26 janvier 2015

La situation a changé en Europe avec la victoire de Syriza et d'Alexis Tsipras


Alexis Tsipras a gagné son pari.
Syriza a gagné et de quelle façon ! La majorité absolue au parlement grec est ratée pour deux sièges seulement 149 au lieu de 151. Gageons Qu’Alexis Tsipras, le principal responsable du mouvement, n’aura aucune difficulté pour obtenir ces deux sièges lui permettant de s’assurer une majorité de gouvernement. Comme prévu, mieux que prévu, les Grecs ont choisi le changement en rejetant à la fois les partis de droite et d’extrême-droite (nazi même) et les partis de gauche rappelant un tant soit peu l’action du PASOK, le parti socialiste historique. Quelques nouveaux petits partis (de gauche) permettront au nouveau premier ministre de gouverner sans crainte ni sans peur.

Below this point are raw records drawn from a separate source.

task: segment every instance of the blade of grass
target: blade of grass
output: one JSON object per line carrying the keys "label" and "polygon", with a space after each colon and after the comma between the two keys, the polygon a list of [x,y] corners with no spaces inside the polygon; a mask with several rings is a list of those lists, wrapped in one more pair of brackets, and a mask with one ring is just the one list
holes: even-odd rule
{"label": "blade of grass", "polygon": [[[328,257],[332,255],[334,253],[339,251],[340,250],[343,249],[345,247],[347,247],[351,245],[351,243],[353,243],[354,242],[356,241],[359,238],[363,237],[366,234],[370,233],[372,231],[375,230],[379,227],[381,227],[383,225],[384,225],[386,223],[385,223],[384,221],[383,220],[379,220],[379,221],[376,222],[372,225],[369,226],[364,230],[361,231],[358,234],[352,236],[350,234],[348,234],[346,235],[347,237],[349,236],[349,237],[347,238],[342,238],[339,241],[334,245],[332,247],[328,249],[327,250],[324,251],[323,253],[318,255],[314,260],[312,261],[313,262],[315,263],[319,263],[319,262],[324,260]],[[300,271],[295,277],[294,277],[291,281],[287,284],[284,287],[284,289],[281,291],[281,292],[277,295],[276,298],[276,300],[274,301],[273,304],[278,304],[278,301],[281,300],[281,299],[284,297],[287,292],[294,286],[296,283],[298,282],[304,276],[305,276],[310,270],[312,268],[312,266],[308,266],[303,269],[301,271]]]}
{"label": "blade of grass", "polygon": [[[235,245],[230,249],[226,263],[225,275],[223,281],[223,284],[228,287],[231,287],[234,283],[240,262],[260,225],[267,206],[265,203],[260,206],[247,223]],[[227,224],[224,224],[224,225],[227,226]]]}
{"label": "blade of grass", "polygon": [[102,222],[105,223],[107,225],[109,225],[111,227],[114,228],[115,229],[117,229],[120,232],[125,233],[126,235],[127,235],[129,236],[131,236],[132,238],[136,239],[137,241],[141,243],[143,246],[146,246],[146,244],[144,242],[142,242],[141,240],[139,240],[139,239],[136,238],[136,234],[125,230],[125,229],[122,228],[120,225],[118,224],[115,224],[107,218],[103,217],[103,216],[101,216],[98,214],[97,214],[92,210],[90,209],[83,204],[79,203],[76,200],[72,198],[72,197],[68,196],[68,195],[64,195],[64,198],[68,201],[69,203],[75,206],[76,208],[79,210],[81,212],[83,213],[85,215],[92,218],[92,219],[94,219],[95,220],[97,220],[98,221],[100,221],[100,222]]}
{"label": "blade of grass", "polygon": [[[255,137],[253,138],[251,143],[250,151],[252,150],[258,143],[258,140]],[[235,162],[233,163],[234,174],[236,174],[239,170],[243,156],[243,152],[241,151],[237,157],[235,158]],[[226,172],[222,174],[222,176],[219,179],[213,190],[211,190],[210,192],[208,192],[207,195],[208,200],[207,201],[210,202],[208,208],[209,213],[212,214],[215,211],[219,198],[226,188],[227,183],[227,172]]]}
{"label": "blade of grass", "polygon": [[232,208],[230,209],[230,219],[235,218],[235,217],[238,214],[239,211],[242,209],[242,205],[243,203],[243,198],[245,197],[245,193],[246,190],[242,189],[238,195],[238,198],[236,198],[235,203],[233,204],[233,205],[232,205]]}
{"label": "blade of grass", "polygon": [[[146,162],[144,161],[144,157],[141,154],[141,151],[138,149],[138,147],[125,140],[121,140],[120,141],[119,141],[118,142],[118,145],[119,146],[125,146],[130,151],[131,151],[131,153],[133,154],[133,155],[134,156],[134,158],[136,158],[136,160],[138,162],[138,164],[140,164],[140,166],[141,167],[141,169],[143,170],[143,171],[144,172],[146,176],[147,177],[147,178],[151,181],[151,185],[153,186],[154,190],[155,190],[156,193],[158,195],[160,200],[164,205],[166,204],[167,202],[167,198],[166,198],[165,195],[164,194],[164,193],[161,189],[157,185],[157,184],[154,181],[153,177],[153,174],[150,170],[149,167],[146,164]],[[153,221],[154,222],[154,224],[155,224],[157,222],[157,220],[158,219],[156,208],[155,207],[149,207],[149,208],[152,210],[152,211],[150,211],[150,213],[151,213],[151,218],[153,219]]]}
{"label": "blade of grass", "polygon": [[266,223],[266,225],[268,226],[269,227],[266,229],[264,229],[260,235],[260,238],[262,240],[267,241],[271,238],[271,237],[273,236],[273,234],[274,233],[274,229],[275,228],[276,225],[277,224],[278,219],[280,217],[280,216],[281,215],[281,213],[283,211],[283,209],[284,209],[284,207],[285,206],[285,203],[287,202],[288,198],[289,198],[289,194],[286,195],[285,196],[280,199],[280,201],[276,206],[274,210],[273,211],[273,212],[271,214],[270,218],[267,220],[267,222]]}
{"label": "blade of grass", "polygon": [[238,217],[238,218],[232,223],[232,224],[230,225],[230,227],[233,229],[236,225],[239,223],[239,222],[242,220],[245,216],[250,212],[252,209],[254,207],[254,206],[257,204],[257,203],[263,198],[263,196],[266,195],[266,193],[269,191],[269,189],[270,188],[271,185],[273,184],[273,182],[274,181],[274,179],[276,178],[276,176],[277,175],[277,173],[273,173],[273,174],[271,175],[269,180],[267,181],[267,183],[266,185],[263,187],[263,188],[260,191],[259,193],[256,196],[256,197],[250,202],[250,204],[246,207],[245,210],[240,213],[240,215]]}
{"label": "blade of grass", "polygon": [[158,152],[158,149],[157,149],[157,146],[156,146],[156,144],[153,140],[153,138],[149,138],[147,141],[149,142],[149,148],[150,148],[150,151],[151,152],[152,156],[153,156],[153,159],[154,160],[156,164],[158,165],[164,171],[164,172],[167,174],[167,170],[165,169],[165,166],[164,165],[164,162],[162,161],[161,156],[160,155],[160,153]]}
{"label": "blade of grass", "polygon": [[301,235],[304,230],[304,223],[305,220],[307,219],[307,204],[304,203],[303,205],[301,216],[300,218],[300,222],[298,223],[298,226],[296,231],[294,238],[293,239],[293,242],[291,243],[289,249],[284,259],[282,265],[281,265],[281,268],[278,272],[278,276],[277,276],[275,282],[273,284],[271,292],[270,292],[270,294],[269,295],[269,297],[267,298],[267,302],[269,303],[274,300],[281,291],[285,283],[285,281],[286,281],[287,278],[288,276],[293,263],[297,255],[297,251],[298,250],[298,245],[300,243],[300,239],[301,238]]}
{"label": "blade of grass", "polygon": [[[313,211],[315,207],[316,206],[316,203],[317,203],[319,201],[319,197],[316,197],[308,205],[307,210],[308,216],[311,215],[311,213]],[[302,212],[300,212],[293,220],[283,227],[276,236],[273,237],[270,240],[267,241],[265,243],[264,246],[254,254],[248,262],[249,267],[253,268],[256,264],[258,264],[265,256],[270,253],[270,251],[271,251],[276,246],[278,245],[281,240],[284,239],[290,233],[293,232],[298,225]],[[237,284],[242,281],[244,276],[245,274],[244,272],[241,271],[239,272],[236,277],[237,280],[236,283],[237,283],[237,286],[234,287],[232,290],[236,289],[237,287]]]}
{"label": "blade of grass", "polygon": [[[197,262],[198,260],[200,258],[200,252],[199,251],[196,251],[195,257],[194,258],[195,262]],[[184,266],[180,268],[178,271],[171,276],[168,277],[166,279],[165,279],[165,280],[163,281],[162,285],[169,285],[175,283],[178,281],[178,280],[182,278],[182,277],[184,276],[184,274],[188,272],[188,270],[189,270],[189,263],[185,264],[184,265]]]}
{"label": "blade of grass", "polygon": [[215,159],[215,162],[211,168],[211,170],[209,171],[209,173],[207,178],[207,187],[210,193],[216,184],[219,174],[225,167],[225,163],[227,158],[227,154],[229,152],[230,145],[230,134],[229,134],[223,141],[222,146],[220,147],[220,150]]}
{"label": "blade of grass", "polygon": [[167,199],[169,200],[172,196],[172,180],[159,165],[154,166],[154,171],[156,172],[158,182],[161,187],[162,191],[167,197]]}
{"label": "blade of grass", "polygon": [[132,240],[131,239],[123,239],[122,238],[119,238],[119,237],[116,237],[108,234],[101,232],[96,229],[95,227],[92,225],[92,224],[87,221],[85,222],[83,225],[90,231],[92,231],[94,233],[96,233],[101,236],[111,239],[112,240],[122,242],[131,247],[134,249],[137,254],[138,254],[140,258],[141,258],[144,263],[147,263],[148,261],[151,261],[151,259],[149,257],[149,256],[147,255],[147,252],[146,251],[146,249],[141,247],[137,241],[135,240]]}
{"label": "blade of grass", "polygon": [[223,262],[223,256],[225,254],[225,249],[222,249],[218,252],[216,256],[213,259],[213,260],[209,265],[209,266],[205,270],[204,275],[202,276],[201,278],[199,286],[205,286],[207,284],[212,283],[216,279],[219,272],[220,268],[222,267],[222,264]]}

Les principales revendications de Syriza ? La fin de l’austérité et la réduction de la dette, pourront elles être satisfaites ? C’était tout l’enjeu de cette élection. Et les citoyens grecs ont répondu massivement en faveur d’une nouvelle approche de la crise économique et financière. Pour eux, les classes modeste et moyenne n’ont pas à faire les frais des «fraudes, exceptions, gabegies » dont elles ne sont en rien responsables. Que vont être les nouveaux rapports entre le gouvernement grec et la Commission européenne ? Que vont faire le FMI (Fonds monétaire international) et la BCE (banque centrale européenne) principaux créanciers de la Grèce depuis cinq ans ?

Il est bien évident que, cette nuit, la situation a changé en Europe. Une gauche radicale au pouvoir dans l’un des 18 pays de la zone euro, voilà une nouveauté, une révolution en quelque sorte. Le pays qui a donné naissance à la démocratie et à notre civilisation est en droit d’exiger de ses partenaires européens une considération et une recherche de dignité à l’égard de son peuple. Alexis Tsipras incarne cette exigence. L’homme est séduisant, intelligent, convaincu et convaincant, il sera un interlocuteur de poids face aux commissaires européens et aux autres chefs d’Etats et de gouvernements.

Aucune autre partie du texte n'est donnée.